Мусор в нашей жизни

— Насколько реальны основные экологические опасности? А то иногда страшно становится — содержание фенола в воздухе у нас в некоторых районах превышает норму в несколько раз. Но мы вот живем и даже особо не замечаем этого…

— Человек вообще живучее существо. Если брать раскопки, например, Великом Новгороде, то там в тысячи раз превышены предельное допустимые показатели по тяжелым металлам. Но ведь жили люди. И такая ситуация, она всю человеческую историю людей сопровождает. Понятно, что-то где-то всегда превышено, и это все влияет на человека. И ничего с этим не поделаешь. Единственная задача экологии — это оценить опасности и угрозы, что уже сделано двадцать раз, выбрать какие-то приоритеты и начать двигаться в этом направлении. В основе лежит, как это сейчас в Европе, да и во всем мире принято, принцип устойчивого развития. То есть город должен развиваться, но развиваться возобновляемо. Постепенно уменьшать резкие выбросы каких-то отдельных веществ и больше перерабатывать своих вторичных ресурсов и за счет этого развиваться. В Европе, например, в той же Польше, в пять утра уже завршена работа по вывозу мусора контейнером и вообще запрещено развитие городов насильственным образом, то есть привнесением каких-то производств. Вот мы сели, оценили, сколько у нас отходов, сколько у нас вторичных ресурсов. Соответственно, мы можем поставить одну электростанцию, которая работает на опилках. И у нас вырастет целый район, который эта станция будет отапливать.

— Но при этом район будет совершенно автономен.

— Соответственно, привлекается народ на эти предприятия и обслуживание инфраструктуры. И они все рентабельны. И так город развивается. В принципе, он может существовать независимо от внешних источников. Это общемировая практика на данный момент. И тенденция за последние десять лет в Европе, она, в общем-то, себя оправдывает.
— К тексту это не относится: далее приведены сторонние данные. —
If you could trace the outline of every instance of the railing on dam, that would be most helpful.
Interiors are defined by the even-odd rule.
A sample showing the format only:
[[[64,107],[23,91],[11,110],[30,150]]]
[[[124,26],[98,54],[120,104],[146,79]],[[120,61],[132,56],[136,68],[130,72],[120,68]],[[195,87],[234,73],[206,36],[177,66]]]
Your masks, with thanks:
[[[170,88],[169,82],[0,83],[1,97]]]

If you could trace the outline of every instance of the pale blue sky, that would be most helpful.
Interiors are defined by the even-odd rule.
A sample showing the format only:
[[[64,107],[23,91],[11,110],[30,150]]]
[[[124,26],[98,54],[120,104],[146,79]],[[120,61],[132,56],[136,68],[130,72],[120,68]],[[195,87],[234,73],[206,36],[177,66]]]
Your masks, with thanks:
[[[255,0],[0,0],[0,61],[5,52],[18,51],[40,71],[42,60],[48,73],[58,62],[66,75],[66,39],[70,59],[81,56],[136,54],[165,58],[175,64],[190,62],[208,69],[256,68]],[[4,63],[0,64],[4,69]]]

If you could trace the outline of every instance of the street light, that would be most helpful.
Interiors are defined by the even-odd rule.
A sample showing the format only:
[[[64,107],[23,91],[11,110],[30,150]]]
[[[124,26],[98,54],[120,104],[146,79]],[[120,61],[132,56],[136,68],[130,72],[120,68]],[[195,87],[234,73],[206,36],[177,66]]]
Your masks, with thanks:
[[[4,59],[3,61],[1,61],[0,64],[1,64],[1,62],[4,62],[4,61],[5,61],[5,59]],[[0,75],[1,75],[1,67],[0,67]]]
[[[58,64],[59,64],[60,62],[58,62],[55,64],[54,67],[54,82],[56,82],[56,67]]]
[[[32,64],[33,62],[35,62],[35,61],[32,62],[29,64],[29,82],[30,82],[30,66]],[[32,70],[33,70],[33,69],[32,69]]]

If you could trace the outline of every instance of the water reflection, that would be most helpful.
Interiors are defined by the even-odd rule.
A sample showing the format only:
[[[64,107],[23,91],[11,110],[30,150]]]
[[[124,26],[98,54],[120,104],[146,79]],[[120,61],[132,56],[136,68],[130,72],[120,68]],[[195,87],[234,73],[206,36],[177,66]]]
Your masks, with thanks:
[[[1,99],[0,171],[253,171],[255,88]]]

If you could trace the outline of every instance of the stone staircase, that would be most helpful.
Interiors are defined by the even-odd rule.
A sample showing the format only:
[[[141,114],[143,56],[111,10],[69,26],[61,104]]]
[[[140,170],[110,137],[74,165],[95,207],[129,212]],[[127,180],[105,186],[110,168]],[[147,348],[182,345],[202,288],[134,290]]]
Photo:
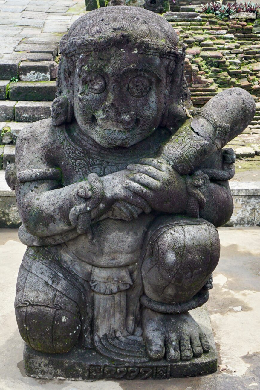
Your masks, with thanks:
[[[14,52],[0,59],[0,169],[14,162],[23,128],[51,115],[61,37],[44,35],[22,39]]]

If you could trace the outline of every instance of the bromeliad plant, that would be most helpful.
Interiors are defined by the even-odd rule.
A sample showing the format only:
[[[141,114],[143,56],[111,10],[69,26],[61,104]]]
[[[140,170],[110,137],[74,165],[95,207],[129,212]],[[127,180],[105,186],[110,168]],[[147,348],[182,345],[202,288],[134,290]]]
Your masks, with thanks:
[[[213,14],[218,19],[223,20],[229,18],[233,14],[246,11],[247,12],[258,12],[260,6],[251,1],[242,3],[227,3],[225,5],[222,5],[222,1],[211,2],[205,4],[201,4],[202,12],[206,14]]]
[[[220,20],[223,20],[224,19],[228,18],[230,14],[229,13],[230,10],[228,9],[226,5],[221,5],[221,7],[216,12],[215,15],[217,18],[220,19]],[[234,12],[233,12],[234,13]]]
И это связано еще и с тем, что часть людей, освобождающихся от производства, они переходят в этот сектор, потому что он и ресурсоемкий, и трудоемкий, и динамичный. Решается проблема занятости и, в конце концов, это единственный путь к решению экологических проблем. Ничего другого не придумали. Можно, как у нас, зарывать, но оно же все равно вылазит. Вот в Тольятти проблемы экологии вроде решаются, а по отчету количество свалок в семь раз выросло только за последние два года! Соответственно, общая помойка разрастается. Ее можно полуметром земли засыпать и не будет видно, но гидроизоляции не делается, и все это идет в воду. Воды сейчас чистой практически нет.

— То есть сначала это все оказывается в грунтовых водах, а потом и в Волге?

— У нас получается, что до горизонта пятидесяти метров вообще нет чистой воды в Самаре, все загадили. Уже надо глубже бурить.

— То есть любая вода, добытая с глубины меньше пятидесяти метров, будет не совсем чистой.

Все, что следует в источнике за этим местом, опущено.